The state of cloud in Hong Kong: F5 Networks interview

Nurdianah Md Nur

Charles Chong of f5 networks
Charles Chong, regional solution architect of Asia Pacific & Japan at F5 Networks

Despite the known benefits of the cloud, there is still some resistance to it. Charles Chong, regional solution architect of Asia Pacific & Japan at F5 Networks, shares with Computerworld Singapore the barriers to cloud adoption and provides advice on how enterprises should overcome them.

Q: Much has been discussed about cloud in 2013 and more vendors are including related services in their portfolio. Is it right to say that enterprises, especially in Hong Kong, are no longer worried about moving to the cloud?
Chong: Yes and no. The real answer is that enterprises in Hong Kong are less worried about moving to the cloud. However, misconceptions, fear of losing control and security concerns continue make the cloud story murky.

What is evident is that enterprises understand the initial benefits of clouds: better business agility, improved operational efficiency and increased cost savings. However, they continue to be cautious. One of the biggest concerns is security, which also remains one of the biggest misconceptions.

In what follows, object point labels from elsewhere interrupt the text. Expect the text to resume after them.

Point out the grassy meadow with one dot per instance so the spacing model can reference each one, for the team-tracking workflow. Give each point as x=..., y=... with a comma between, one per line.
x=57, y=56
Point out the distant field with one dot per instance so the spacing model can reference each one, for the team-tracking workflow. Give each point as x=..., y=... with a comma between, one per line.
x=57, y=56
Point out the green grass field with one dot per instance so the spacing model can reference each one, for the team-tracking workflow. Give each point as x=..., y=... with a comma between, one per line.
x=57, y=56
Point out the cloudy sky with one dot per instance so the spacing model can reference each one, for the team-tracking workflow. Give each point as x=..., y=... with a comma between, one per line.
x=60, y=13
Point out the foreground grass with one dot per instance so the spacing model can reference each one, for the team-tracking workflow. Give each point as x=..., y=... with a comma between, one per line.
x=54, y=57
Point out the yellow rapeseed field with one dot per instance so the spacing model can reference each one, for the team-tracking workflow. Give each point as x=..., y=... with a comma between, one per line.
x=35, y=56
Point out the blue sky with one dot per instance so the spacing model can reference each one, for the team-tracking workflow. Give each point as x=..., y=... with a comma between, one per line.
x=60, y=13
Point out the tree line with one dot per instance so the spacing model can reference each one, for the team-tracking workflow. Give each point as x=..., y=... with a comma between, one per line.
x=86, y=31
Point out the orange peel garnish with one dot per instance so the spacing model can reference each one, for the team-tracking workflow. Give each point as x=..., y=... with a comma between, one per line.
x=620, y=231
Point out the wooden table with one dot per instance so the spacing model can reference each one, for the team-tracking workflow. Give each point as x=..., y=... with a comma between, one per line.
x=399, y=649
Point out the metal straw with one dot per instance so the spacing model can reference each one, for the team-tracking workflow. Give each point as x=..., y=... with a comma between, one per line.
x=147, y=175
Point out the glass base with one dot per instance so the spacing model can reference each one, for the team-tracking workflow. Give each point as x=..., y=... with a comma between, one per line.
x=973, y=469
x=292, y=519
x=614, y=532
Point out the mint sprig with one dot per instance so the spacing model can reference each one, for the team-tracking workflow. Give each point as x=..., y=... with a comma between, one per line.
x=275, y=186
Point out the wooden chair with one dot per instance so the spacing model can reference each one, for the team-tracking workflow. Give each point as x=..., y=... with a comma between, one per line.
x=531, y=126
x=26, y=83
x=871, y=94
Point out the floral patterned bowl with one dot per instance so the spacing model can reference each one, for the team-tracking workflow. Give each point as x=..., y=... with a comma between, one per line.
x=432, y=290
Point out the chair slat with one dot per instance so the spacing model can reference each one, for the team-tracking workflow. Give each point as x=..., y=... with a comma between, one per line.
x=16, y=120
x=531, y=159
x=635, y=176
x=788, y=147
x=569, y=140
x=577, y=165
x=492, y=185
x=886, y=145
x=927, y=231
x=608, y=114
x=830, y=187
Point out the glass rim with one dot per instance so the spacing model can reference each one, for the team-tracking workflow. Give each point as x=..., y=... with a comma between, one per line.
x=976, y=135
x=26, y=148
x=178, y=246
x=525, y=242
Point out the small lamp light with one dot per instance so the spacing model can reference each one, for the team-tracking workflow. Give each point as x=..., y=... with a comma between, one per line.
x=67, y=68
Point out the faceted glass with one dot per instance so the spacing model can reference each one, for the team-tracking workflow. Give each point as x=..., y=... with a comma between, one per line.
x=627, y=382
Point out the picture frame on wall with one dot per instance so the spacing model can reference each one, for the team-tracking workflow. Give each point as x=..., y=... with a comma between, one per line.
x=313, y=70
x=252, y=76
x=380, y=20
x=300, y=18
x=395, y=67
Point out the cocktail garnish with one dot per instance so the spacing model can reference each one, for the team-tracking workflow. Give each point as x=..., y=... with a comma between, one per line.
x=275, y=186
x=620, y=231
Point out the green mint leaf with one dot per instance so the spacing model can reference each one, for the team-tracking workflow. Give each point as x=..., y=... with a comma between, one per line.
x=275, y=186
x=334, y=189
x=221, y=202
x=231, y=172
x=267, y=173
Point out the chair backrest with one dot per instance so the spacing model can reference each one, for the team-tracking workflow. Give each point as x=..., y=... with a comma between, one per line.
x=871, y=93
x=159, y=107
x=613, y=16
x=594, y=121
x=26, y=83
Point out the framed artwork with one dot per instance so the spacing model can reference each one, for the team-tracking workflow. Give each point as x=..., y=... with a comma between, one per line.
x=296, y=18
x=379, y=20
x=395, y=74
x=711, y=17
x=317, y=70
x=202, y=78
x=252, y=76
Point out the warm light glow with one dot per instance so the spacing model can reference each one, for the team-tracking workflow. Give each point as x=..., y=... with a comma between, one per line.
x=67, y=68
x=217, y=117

The truth is that security needs to be rethought for cloud. Protecting an internal infrastructure behind layers of firewalls is no longer sensible. Enterprises need to have a hard look at their current infrastructure before migrating to the cloud. Security also needs to be relooked from an application-centric perspective. For example, Web Application Firewalls can help to protect Web services in ways traditional firewalls can't. In addition, using solutions like F5 BIG-IP Application Security Manager ensures applications are protected and optimised for on-premise and cloud infrastructure. Service providers are motivated to offer the best security too as their own business and reputation is at stake. Thus, they often employ dedicated professionals and invest in specific tools that enterprises do not have to invest in.

Lastly, clouds transform a company's infrastructure to become more application-centric. That means multi-layered attacks should be considered when designing a cloud infrastructure or subscribing to a cloud service. A simple distributed denial-of-service  (DDoS) attack can essentially bring your organisation to the knees.

Essentially, many of these fears stem from the fear of losing control. Cloud service providers can bolster security by offering global knowledge, best practices, and expertise whenever needed. By leaving administration in the hands of the experts, enterprises can refocus their IT teams on core or value-driving activities.   

Many enterprises in Hong Kong and Asia are already addressing these concerns and going past popular misconceptions. This is why IDC predicts Asia Pacific, along with Western Europe and Latin America will increase their share of the IT Cloud services market, while the largest public IT cloud services market, the U.S., will see its share decline from 56.9 percent in 2013 to 43.9 percent in 2017. But it will be a while before cloud adoption numbers in Asia reach those seen in the U.S.